In Houston hat uns die Zivilisation wieder. Ich bin von den Amis genervt, aber die Einreise in die USA geht schnell und problemlos. Erwähnenswert ist, dass alle Grenzbeamten gleich aussehen: Glatze mit Vollbart. Nur einer trägt dazu einen schwarze Brille und tanz damit es etwas aus der Reihe. Wir beeilen uns, bis wir erfahren, dass auch der 2. Flieger 2h Verspätung hat. Also gibt es Burger und Bier bei einer toughen, flirtenden Kellnerin, die uns nebenbei noch von ihrem vierjährigen Sohn erzählt. Der Flug ist nicht weiter erwähnenswert, bis heftige Turbulenzen über New Mexico aufkommen. Nach 30 Minuten bittet der Pilot die Flugbegleiter Platz zu nehmen. Es geht weiter und ich denke an den Bus heute morgen. Aber dieses United Flugzeug ist jünger als seine Flugbegleiterinnen (altes United-Spiel) und nach weiteren 15 Minuten wird es ruhiger. In San Francisco erwarten uns die Kühle des Sommernebels und unser treuer Van, den wir vor unserem alten Haus in San Bruno geparkt hatten. Schön war’s in Nicaragua, aber wenn man in Kalifornien wohnt, kommt man auch gerne wieder nach Hause.
8 – Volcano Rim Dance
Heute wollen wir uns einen der 40 Vulkane von Nicaragua aus der Nähe anschauen – natürlich einen aktiven! Dank Klimaanlage habe ich gut geschlafen, mein Magen ist auch guter Dinge und nach dem Frühstück kann’s losgehen. Mit leichtem Gepäck schnappen wir uns einen Expressbus am Platz, der bring uns zum Busbahnhof und da steigen wir dann in den ersten Bus in der Schlange – es muss alles seine Ordnung haben. Von Masaya aus geht’s dann im Taxi zum Nationalpark.
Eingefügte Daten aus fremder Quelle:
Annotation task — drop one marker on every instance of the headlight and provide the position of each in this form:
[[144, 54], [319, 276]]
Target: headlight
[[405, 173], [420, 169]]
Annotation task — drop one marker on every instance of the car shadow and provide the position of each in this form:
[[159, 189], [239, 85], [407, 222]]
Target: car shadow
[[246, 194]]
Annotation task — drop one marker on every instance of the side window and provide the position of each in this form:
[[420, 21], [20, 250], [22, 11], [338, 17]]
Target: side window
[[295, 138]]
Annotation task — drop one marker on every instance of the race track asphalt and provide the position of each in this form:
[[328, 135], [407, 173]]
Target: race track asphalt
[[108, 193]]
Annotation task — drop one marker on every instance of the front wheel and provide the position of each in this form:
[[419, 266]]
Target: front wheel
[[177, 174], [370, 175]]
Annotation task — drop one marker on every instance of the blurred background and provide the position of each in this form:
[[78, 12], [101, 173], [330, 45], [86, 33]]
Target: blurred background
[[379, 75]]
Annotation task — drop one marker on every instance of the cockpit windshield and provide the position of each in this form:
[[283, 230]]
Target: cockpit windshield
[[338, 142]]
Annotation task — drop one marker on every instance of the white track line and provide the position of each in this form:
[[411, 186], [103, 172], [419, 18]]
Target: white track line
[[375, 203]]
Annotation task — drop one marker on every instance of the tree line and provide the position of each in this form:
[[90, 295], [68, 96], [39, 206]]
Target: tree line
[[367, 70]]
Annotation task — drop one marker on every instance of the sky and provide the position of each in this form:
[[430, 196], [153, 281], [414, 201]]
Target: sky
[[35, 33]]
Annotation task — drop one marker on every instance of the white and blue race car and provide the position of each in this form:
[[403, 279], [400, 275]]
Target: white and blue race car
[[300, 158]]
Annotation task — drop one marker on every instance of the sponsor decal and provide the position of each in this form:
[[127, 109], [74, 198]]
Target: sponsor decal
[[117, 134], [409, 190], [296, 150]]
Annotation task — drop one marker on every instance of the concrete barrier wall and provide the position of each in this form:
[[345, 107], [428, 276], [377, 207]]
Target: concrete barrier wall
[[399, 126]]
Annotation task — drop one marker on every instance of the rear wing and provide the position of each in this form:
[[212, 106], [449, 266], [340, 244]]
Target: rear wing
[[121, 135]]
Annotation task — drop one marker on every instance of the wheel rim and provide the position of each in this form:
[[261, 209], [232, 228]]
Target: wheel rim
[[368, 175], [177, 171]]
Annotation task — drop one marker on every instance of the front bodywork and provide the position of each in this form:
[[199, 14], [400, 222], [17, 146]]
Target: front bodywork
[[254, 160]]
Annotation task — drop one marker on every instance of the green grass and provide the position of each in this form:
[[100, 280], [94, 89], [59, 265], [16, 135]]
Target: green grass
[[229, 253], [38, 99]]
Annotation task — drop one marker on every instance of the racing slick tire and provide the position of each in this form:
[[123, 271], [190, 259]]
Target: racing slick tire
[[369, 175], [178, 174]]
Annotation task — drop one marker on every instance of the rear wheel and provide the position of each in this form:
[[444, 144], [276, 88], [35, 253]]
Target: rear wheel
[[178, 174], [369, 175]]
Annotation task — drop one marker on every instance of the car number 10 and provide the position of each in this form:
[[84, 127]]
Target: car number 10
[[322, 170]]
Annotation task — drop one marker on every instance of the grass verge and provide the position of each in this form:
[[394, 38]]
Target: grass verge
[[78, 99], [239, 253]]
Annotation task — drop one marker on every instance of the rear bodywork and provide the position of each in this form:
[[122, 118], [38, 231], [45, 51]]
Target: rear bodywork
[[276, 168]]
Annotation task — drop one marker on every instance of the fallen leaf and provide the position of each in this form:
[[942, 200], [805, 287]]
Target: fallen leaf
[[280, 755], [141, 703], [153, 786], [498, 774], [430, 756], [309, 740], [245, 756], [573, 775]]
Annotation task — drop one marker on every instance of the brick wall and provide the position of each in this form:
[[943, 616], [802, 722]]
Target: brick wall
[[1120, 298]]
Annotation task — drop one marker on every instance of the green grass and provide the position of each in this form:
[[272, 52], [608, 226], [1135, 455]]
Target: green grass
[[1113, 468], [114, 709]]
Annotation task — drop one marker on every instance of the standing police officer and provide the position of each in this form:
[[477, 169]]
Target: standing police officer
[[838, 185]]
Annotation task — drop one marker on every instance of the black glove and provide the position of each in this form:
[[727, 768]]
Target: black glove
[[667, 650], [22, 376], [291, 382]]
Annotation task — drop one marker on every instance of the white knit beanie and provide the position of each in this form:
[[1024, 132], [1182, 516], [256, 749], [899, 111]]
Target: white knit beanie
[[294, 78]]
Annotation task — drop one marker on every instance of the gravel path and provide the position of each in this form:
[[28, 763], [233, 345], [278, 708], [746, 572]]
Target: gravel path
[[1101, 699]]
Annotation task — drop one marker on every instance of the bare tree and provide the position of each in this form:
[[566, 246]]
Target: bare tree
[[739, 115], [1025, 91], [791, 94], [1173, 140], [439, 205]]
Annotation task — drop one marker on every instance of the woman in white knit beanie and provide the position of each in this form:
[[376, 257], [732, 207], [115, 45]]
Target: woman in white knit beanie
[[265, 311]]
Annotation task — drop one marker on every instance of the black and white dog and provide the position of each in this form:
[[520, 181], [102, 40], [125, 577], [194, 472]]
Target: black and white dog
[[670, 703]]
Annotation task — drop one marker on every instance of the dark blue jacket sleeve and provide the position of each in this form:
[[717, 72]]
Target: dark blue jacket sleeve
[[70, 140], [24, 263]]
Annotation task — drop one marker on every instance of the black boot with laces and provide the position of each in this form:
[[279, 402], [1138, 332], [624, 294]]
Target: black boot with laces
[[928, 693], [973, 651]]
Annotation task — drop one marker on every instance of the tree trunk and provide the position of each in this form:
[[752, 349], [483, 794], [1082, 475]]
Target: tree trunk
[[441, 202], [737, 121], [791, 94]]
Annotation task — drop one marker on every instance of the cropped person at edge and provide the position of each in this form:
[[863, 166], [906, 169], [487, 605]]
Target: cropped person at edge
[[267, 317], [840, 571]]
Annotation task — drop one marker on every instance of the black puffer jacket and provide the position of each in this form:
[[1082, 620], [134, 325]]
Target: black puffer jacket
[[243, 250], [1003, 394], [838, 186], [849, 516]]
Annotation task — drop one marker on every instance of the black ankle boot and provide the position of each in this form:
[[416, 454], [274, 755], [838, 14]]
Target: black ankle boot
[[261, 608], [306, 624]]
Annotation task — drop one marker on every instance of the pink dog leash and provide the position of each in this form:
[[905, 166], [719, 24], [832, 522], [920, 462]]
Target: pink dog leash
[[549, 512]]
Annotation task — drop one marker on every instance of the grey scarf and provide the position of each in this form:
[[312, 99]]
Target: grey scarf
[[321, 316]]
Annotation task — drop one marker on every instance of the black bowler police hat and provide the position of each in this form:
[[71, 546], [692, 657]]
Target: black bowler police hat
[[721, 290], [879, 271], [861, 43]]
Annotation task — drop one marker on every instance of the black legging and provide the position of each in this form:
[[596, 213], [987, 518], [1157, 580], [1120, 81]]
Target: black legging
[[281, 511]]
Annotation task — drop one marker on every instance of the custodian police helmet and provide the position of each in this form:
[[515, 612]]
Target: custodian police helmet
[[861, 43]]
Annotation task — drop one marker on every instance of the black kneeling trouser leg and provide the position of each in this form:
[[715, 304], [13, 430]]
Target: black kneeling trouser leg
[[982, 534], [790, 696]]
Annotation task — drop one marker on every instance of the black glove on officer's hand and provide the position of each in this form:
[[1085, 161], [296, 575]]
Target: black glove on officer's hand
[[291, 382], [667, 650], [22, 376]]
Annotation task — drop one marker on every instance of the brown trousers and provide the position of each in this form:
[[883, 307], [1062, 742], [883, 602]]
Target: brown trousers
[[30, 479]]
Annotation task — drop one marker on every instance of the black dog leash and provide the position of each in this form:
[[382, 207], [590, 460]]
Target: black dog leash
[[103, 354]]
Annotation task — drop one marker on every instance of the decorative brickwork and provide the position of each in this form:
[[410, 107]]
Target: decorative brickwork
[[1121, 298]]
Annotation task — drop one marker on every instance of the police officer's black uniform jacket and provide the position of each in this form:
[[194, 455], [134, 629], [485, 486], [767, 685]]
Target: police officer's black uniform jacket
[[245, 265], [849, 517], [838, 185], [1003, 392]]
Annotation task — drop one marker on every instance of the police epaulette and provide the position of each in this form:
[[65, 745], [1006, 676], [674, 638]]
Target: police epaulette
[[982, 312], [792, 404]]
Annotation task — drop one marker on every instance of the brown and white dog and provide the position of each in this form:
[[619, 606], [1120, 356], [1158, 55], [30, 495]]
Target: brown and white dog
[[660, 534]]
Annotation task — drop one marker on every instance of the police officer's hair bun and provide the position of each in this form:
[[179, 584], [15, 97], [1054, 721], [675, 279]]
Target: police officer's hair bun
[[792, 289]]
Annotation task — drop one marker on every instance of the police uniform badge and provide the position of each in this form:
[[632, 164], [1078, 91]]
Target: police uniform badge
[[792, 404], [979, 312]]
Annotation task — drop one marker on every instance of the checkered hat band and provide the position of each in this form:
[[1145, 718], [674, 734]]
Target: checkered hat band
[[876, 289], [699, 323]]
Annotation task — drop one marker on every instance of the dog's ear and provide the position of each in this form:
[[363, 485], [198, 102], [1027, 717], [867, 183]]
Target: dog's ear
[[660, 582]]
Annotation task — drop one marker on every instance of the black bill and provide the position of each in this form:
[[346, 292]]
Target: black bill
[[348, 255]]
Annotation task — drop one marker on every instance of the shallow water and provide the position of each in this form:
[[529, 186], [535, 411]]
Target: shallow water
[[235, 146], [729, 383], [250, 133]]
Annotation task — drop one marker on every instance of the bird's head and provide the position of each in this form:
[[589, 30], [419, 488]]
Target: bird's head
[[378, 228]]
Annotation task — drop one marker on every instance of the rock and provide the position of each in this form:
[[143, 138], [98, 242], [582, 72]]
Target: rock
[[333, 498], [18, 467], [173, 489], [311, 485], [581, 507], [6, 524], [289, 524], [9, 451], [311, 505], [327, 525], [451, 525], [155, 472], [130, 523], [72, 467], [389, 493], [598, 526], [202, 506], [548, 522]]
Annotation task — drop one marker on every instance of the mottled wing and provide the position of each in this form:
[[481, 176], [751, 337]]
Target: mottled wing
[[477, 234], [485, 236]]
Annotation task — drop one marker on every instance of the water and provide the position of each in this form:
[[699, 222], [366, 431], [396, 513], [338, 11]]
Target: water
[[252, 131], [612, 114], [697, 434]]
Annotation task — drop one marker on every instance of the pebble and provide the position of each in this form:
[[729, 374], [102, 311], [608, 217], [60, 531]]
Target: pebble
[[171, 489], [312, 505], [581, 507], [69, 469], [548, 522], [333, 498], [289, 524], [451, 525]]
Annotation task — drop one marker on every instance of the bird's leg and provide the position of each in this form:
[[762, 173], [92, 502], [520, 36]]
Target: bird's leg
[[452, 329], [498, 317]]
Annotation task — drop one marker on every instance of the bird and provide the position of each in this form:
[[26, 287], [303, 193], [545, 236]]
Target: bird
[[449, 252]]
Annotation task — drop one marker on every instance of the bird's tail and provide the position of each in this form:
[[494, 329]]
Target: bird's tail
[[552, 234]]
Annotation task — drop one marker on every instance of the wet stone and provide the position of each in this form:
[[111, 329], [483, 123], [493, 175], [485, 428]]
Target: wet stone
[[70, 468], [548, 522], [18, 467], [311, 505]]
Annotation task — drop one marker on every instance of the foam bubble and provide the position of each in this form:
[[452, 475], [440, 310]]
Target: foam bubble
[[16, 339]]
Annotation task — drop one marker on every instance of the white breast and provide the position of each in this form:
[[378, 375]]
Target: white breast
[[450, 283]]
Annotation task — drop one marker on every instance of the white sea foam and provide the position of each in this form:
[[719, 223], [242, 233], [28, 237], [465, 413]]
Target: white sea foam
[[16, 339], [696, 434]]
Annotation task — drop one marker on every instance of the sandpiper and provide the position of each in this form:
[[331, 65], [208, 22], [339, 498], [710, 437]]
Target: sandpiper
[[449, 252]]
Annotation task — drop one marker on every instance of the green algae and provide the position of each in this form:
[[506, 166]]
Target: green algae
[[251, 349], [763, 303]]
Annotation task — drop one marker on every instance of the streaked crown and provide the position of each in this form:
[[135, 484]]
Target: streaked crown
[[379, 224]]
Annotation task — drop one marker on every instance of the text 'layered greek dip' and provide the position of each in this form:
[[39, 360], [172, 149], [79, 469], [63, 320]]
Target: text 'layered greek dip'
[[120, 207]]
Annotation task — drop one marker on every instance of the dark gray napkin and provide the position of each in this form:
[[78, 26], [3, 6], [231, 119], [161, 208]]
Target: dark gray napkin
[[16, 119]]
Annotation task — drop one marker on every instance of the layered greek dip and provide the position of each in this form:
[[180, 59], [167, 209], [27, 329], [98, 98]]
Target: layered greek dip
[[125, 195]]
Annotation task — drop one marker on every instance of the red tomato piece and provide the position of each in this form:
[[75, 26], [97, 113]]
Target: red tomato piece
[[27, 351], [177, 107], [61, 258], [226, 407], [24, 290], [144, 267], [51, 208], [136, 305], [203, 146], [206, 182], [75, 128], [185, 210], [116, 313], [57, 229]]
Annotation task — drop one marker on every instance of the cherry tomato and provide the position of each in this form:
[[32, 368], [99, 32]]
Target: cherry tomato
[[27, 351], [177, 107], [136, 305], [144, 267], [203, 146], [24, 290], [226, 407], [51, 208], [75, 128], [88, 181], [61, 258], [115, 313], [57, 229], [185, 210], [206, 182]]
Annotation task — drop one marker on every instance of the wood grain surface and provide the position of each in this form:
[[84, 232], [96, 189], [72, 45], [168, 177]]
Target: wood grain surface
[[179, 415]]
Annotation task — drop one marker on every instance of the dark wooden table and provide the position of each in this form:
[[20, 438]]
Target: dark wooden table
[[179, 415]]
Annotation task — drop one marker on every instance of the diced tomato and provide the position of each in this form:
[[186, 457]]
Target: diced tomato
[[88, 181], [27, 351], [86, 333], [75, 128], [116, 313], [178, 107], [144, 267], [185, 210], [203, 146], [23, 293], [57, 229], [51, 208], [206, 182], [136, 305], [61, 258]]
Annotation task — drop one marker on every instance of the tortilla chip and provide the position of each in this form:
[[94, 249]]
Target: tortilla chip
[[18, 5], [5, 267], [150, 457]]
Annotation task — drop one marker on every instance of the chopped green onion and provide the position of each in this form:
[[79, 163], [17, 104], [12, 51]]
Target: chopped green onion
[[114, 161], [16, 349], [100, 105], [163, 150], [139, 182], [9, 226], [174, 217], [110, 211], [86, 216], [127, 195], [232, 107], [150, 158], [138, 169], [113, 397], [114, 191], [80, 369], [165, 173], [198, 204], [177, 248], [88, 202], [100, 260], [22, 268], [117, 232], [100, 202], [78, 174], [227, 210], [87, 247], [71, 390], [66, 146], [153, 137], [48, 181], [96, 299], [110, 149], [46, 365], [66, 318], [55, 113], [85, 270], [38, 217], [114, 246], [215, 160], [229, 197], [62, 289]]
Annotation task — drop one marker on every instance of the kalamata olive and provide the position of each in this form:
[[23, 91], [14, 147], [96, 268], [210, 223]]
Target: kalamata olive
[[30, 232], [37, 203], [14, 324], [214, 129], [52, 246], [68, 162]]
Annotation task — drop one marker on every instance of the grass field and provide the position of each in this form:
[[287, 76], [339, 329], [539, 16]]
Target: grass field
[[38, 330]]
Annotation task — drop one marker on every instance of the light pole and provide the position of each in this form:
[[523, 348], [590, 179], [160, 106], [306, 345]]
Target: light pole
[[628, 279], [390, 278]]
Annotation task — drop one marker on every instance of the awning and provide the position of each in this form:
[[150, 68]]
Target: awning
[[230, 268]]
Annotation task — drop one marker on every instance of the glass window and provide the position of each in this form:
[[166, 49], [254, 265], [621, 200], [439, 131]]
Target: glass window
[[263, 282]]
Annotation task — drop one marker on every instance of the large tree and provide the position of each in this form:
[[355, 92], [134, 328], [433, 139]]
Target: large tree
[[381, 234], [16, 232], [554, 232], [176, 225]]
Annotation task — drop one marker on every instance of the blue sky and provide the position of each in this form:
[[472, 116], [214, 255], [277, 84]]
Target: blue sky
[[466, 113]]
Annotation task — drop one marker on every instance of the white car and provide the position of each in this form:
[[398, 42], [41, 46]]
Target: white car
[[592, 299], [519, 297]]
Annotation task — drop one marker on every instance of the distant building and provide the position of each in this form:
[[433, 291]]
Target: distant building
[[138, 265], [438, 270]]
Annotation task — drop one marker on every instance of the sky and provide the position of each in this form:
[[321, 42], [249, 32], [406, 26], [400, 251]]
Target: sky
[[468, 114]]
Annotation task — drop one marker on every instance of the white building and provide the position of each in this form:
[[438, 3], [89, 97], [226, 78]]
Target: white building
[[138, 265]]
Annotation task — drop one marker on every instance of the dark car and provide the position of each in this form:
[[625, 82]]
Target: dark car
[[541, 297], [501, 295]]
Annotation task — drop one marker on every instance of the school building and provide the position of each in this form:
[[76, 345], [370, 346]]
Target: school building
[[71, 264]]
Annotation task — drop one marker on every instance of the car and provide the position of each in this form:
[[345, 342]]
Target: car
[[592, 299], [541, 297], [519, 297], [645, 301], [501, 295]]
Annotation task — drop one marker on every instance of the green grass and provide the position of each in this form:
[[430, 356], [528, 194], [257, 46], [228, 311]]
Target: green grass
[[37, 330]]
Am Parkeingang gabeln wir noch 2 Inselaffen (Engländer) auf. Mit denen haben wir es irgendwie gerade. Nach der Wahl versuchen wir europäische Entwicklungshilfe zu leisten. Leider ist hier die falsche Klientel – eher wenig konservativ orientiert. Unser Taxi bringt uns die 5km bis zum Krater… besser als laufen!
Der Volkán de Masaya ist munter am Dampf rauspusten – ziemlich beeindruckend! Es gibt noch 3 weitere Krater, die aber nicht aktiv sind. Wir wandern mit unseren Flipflops durch’s Lava-Geröll. Eine tolle Übung finde ich, D findet, es sind die falschen Schuhe. Ein paar Wege sind abgesperrt, eine (für Nica-Verhältnisse) riesige Musikanlage wird aufgebaut. Irgendeine Party steigt hier gleich. Oben am Rim wird uns klar, was los ist: Hier wird gleich ein Mountainbike Downhillrennen angepfiffen. Nicht den Krater runter, der Weg drumherum tut es auch. D ist nicht beeindruckt von den Bikes und dann auch nicht von der Performance: “Marmot-Sarah würde die alle stehen lassen!” Egal, die Nicas geben alles und die Sportart ist hier auch weit entfernt vom Mainstream. Für den Rückweg schummeln wir uns in einen Schulbus. Lehramtsstudenten haben einen Klassenausflug organisiert. Der Typ hinter mir studiert seit 2 Jahren Englisch und spricht hervorragend. Er kann sogar ein paar Worte Deutsch und Französisch. Sprachen sind hier alles.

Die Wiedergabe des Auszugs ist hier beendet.